Ja twojego idiotyzmu też nie mam zamiaru komentować, bo nie
kwestionowałem używania różnicówek (jak mi to teraz usiłujesz wmówić),
ale kwestionowałem używanie różnicówek w niektórych aplikacjach. Tak
więc przestań kłamać.

Quote:
A już kuriozum  "nie można stosować, bo jej uszkodzenie nie wyłączy
obwodu" (jakby jej kompletny brak dawał szansę W PRZYPADKU prądu
mniejszego od wyłączenia nadmiarówki). To jest po prostu cytat roku
Usenetu, gdzieś tak obok przepisu na wodny chleb. Użytkownik, jesteś
niemożliwy Smile), nie wiem czemu jeszcze  nie jesteś  w moim kfie, chyba
dla tych porcji rozrywkowych absurdów, którymi od czasu do czasu nas
tutaj zabawiasz.

Nie dość, że wypisujesz głupoty to jak ci udowodniłem, że się mylisz to
zaczynasz uskuteczniać "osobiste wycieczki". Jak widać skończyły Ci się
argumenty to starasz się chamstwem nadrabiać.

Quote:
Przypominam, że dyskutujemy tylko i wyłącznie o sensie stosowania RCD
w obwodach odbiorczych z zerowaniem oraz obwodach TN-C.

Nie, dyskutujemy w wątku pobocznym p.t. użycia roznicówki w instalacji
dwuprzewodowej jako zwiększenie % szansy wyłączenia obwodu w przypadku
wystąpienia prądu różnicowego L-N. Temat jest wyłącznie oparty na
kwestii czy takie użycie zwiększy prawdopodobieństwo wyłączenia czy
zmniejszy. Tylko tyle i aż tyle.
Nie dyskutujemy też o prawie czy normach bo to jedynie czasowe,
wspólne  ustalenia porządkowe (dla większości) na pewnym obszarze
wynikające głównie ze statystyk, a nierzadko wbrew rozsądkowi czy
jednostkom partykularnym.

Póki co prawo i normy są po to, aby chronić takich laików jak Ty przed
ich własną głupotą i są po to, aby się do nich stosować.

I nie są to nasze czasowe ustalenia tylko zebrane do kupy doświadczenia
ludzi, którzy mają o tym pojęcie.

Quote:
Ponieważ Twoja wiedza w tym zakresie jest żadna to przyjmij, że
takich obwodów nie wolno jest zabezpieczać różnicówkami i nie ma co
tu dalej dywagować i wymyślać inne scenariusze.
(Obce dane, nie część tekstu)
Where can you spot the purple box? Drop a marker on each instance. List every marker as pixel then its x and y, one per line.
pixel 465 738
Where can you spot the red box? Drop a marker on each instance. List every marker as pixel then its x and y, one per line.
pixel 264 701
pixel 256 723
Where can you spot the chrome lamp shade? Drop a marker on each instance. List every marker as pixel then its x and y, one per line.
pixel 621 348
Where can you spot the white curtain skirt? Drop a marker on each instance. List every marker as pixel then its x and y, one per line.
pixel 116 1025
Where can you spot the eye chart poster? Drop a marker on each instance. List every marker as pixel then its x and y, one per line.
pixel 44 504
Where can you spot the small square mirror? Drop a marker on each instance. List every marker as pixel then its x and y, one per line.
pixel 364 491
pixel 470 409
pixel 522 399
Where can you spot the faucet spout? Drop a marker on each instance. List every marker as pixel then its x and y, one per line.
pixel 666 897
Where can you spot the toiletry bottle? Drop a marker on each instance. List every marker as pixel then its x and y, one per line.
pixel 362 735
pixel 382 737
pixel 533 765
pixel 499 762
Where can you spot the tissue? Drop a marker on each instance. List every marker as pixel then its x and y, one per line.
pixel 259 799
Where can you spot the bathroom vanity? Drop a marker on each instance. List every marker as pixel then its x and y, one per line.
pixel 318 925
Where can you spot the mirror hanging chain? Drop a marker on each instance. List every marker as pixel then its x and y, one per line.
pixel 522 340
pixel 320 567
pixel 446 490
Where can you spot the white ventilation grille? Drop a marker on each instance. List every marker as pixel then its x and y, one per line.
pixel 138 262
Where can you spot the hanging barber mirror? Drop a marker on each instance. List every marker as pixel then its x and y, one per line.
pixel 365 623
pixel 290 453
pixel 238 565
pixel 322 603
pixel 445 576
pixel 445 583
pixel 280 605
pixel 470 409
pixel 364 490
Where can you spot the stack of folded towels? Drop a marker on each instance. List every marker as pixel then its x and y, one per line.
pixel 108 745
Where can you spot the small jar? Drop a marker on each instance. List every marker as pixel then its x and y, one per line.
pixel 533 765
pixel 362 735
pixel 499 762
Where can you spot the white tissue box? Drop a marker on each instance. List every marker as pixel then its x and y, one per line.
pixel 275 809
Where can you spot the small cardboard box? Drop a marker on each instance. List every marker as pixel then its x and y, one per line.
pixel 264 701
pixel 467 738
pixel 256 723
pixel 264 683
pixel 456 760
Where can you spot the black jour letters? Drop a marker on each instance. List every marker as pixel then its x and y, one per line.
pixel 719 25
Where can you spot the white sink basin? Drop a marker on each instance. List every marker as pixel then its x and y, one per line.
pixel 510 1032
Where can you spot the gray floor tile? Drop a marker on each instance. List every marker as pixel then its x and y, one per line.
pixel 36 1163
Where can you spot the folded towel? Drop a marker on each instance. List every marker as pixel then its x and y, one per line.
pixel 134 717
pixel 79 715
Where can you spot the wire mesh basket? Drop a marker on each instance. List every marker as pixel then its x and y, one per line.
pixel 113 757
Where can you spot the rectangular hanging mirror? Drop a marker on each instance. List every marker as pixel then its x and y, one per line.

Wyślij się trochę ponad swój urzędniczy horyzont i włącz myślenie, to
nie boli.

To co jest w prawie i normach to są przelane na papier i zatwierdzone
przez urzedników przemyślenia umysłów znacznie potężniejszych od Twojego
czy mojego. Nie są to ustalenia urzędnicze, ale ustalenia największych
ekspertów w danej dziedzinie: inżynierów, magistrów, docentów i
profesorów danej branży, a nie urzędników. Rola urzędników sprowadza się
w tym przypadku tylko i wyłącznie do usankcjonowania prawnego tych zapisów.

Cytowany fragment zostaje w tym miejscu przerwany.